POJ 3274：Gold Balanced Lineup 做了两个小时的哈希

Gold Balanced Lineup

Time Limit: 2000MS		Memory Limit: 65536K
Total Submissions: 13540		Accepted: 3941

Description

Farmer John's N cows (1 ≤ N ≤ 100,000) share many similarities. In fact, FJ has been able to narrow down the list of features shared by his cows to a list of only K different features (1 ≤ K ≤ 30). For example, cows exhibiting
feature #1 might have spots, cows exhibiting feature #2 might prefer C to Pascal, and so on.

FJ has even devised a concise way to describe each cow in terms of its "feature ID", a single K-bit integer whose binary representation tells us the set of features exhibited by the cow.
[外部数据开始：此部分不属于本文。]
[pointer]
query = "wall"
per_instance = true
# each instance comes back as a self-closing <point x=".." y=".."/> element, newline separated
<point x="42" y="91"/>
As an example, suppose a cow has feature ID = 13. Since 13 written
in binary is 1101, this means our cow exhibits features 1, 3, and 4 (reading right to left), but not feature 2. More generally, we find a 1 in the 2^(i-1) place if a cow exhibits feature i.

Always the sensitive fellow, FJ lined up cows 1..N in a long row and noticed that certain ranges of cows are somewhat "balanced" in terms of the features the exhibit. A contiguous range of cows i..j is balanced if each of the K possible
features is exhibited by the same number of cows in the range. FJ is curious as to the size of the largest balanced range of cows. See if you can determine it.

Input

Line 1: Two space-separated integers, N and K. 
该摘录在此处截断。